Article summary by TokenPost.ai

🔎 Market interpretation - Bitcoin has rebounded about +13% since early April, but overall market euphoria signals are weak, interpreted as a ‘lack of trust’ phase in the rise - Despite a short-term rebound, most participants agree that there may be ‘another leg lower before October’ - From a group psychology perspective, bottoms tend to form when ‘everyone is convinced it will get worse,’ not when ‘everyone is sure it has bottomed,’ so prematurely assuming the bottom carries risks 💡 Strategy points - Watch price levels: if ‘definitively breaking’ $86,000, the scenario of a trend reversal with a bottom formation will be strongly supported - Scenario branches: (1) sustained rebound (trend strengthening) vs (2) reformation of an investable low in September-October, handling both possibilities concurrently is more advantageous - Checklist: Is optimistic sentiment spreading (psychological), on-chain/position changes, if the main resistance level ($86,000) fails to break, volatility may increase - Risk management: in a ‘skeptical rebound,’ it is more suitable to adopt a phased entry strategy with pre-set stop-loss/failure zones rather than chasing the rally 📘 Terminology explanations - euphoria: a state of overheated expectations and surging optimism at the end of a bull market - consensus: the outlook held by the majority of market participants (shared expectation) - another leg lower: continuation of the downtrend, testing lows again with additional decline - investable low: a low point in the price range where subsequent rebounds are relatively more likely, suitable for investment consideration - on-chain: analysis based on blockchain transaction/holding data (wallet movements, trading volume, etc.) 💡 FAQs (FAQ)

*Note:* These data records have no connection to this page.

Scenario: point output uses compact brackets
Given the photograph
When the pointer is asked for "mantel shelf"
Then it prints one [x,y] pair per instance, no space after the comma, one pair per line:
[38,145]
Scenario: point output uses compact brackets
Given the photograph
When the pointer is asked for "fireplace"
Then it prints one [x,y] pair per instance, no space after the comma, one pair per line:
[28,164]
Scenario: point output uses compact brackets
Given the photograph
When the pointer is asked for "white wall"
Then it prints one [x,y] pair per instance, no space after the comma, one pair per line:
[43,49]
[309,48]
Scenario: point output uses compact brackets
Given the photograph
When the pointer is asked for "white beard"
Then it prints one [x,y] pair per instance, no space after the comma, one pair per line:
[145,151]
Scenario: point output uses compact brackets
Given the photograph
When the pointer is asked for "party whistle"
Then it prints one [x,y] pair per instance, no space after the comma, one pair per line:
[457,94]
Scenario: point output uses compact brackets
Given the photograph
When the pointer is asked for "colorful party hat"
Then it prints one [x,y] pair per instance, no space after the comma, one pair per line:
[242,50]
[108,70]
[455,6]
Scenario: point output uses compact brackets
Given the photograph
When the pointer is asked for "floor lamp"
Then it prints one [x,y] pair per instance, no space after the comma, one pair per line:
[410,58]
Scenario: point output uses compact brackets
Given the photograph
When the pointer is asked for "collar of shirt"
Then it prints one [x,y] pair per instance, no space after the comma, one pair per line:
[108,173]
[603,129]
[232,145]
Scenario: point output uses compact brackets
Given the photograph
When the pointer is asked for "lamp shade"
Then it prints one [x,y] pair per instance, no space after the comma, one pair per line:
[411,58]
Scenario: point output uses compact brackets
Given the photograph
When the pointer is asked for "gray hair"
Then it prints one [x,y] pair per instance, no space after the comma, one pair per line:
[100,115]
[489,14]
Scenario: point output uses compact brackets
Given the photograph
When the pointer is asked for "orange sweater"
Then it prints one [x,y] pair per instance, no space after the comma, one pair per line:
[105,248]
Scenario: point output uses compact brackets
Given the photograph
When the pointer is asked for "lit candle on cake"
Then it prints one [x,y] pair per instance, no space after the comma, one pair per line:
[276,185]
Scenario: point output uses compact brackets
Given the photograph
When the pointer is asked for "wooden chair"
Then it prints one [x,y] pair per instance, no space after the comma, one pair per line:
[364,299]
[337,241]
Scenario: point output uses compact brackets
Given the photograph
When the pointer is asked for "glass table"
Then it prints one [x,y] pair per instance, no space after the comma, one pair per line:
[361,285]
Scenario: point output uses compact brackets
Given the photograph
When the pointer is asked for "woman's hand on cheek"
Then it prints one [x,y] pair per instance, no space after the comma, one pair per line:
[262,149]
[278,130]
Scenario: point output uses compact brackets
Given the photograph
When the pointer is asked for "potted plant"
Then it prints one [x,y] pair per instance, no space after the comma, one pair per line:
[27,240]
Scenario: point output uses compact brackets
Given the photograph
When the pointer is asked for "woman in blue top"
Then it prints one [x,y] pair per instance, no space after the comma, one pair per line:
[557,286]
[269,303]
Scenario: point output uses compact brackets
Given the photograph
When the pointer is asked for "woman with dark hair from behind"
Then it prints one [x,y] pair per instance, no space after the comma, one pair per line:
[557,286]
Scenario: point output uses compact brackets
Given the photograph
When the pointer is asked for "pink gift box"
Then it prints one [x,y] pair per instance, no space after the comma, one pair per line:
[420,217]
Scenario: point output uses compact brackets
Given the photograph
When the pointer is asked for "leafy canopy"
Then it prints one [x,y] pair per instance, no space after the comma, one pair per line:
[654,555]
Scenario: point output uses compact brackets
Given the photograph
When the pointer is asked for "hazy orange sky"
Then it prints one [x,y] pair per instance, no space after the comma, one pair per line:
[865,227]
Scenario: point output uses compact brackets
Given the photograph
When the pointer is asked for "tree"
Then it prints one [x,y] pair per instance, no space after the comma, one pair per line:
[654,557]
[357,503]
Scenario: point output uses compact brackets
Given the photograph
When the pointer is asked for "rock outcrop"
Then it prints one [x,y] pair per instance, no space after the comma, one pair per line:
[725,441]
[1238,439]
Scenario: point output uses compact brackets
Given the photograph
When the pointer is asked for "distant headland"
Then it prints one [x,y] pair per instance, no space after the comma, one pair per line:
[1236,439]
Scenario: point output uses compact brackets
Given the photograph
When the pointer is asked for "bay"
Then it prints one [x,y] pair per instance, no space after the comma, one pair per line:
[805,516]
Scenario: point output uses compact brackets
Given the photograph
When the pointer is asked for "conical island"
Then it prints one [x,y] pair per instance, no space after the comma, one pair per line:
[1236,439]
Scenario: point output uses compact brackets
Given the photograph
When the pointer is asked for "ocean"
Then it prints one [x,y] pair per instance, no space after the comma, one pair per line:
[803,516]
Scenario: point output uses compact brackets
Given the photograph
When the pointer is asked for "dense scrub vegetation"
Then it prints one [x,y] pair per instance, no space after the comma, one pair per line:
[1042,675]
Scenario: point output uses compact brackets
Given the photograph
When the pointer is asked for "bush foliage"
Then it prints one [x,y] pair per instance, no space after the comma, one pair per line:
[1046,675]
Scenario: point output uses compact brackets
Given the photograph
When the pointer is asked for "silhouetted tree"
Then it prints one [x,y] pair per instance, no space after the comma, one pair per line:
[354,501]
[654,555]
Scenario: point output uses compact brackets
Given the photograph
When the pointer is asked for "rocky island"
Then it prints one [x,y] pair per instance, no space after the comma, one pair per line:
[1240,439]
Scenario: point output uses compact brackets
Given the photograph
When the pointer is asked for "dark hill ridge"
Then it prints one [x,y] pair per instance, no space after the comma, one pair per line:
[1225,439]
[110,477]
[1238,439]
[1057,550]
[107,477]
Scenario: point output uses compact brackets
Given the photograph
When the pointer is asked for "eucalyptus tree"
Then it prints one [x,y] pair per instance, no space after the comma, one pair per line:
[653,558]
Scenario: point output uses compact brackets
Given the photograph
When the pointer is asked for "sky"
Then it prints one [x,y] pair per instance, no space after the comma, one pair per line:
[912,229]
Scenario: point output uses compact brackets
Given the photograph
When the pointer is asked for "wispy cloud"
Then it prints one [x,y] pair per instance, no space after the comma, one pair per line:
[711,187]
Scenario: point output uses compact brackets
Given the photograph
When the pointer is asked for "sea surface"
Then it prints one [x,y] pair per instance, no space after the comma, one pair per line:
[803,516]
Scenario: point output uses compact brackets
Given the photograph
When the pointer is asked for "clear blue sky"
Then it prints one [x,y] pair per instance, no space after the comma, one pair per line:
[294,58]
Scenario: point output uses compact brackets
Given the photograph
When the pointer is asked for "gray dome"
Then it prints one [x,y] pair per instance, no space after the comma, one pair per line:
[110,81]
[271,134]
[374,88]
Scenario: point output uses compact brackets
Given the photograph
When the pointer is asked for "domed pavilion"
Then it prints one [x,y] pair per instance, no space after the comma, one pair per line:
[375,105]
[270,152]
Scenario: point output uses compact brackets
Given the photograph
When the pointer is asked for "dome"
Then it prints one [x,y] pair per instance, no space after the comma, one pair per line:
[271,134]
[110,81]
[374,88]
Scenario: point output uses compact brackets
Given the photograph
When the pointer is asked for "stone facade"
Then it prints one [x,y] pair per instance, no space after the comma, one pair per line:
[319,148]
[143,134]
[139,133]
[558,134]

Q. What does the phrase ‘another leg lower before October’ specifically mean? It means that even if a short-term rebound occurs, the trend suggests that prices may fall sharply again and retest lows. The article explains that some analysts see September to October as a ‘potential further decline zone’ or ‘a range where an investable low may form.’ Q. Why might prices rise while market sentiment remains not optimistic (not euphoric)? If the market is still influenced by past crashes, distrust the trend, or holds the bias that ‘this rebound is temporary,’ then even with rising prices, sentiment may not catch up. This situation can be viewed as a ‘skeptical rebound,’ with increased volatility due to delayed trend confirmation. Q. Should beginners follow the ‘bottom already in’ view or the ‘still will fall’ view? Instead of betting on one side, it is more prudent to respond based on ‘confirmation signals.’ For example, Van der Poppe believes that if the price clearly breaks above $86,000, the likelihood of a bottom increases; if the breakout fails, there is room for another correction. In other words, it is best to combine specific breakout/breakdown levels, psychological indicators, on-chain data changes, and respond to different scenarios accordingly.

TP AI notes: The language model based on TokenPost.ai has summarized the article. Important details or facts may be omitted or may differ from the original.